Sunday 13 January 2008

Harry Potter e i doni della morte

Non credo di aver mai atteso un libro in modo così spasmodico: il settimo libro, conclusivo, l'ultimo della saga che mi ha accompagnato nell'uscita dall'infanzia, attraverso l'adolescenza, fino alla maturità. Non sono ossessionato da Harry Potter, né lo sono mai stato; tuttavia la lettura è stata la più piacevole, trepidante ed emozionante degli ultimi anni, paragonabile probabilmente solo a qualche Harry Potter precedente o a qualche Správná Pětka, a un Vinnetou o a un qualsiasi libro maggiore di Foglar: sono ritornato ai tempi in cui divoravo libri da 700 pagine in meno di due giorni.

Harry Potter e i doni della morte è un libro magistrale, e non solo come degno coronamento di una serie di per sé ottima: l'autrice sembra aver fatto tesoro delle esperienze accumulate con i volumi precedenti, e ci offre un Harry maturato, in tutta la sua fragilità ed i suoi dubbi: non è più il ragazzino ribelle ed insofferente in cui si era trasformato nei libri centrali, lo stesso rapporto con i suoi amici è più profondo, per quanto più profonde siano le ferite che si infliggono con le incomprensioni reciproche. Nel terrore dell'ascesa di Voldemort, nel disorientamento dei luoghi sempre nuovi in cui si dipana la vicenda dell'ultimo atto i tasselli iniziano ad andare definitivamente al loro posto, e con la medesima emozionante eleganza storia e macrostoria compiono ognuna il loro arco. In un finale carico di energia, con la scuola di Hogwarts che in un caotico fermento mette in atto la ribellione contro il signore oscuro, con tutti i risvolti anche tragici che una tale battaglia comporta, si concretizza l'ultimo colpo di scena che, buttando all'aria tutte le carte, le rimette al loro posto secondo un disegno analogo al precedente, eppure più completo.
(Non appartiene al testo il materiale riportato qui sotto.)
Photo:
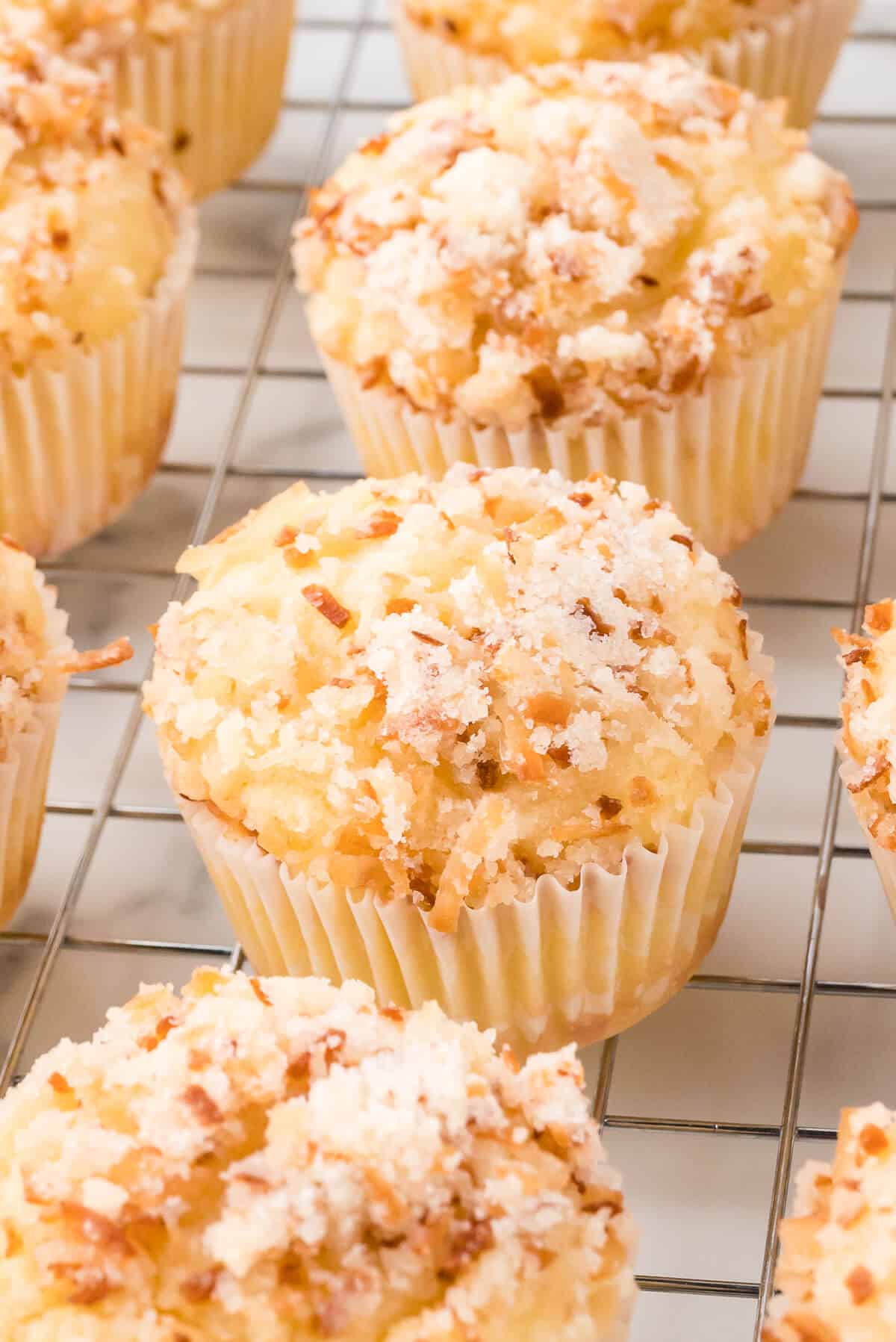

E per quanti dubbi sulle sue potenziali versioni alternative possa lasciare il finale più atteso della storia dell'editoria, credo che J. K. Rowling abbia intuito la inequivocabile ed invincibile potenza dell'eucatastrofe teorizzata da Tolkien, che riporta il racconto alla dimensione della fiaba senza per questo offuscarne il realismo.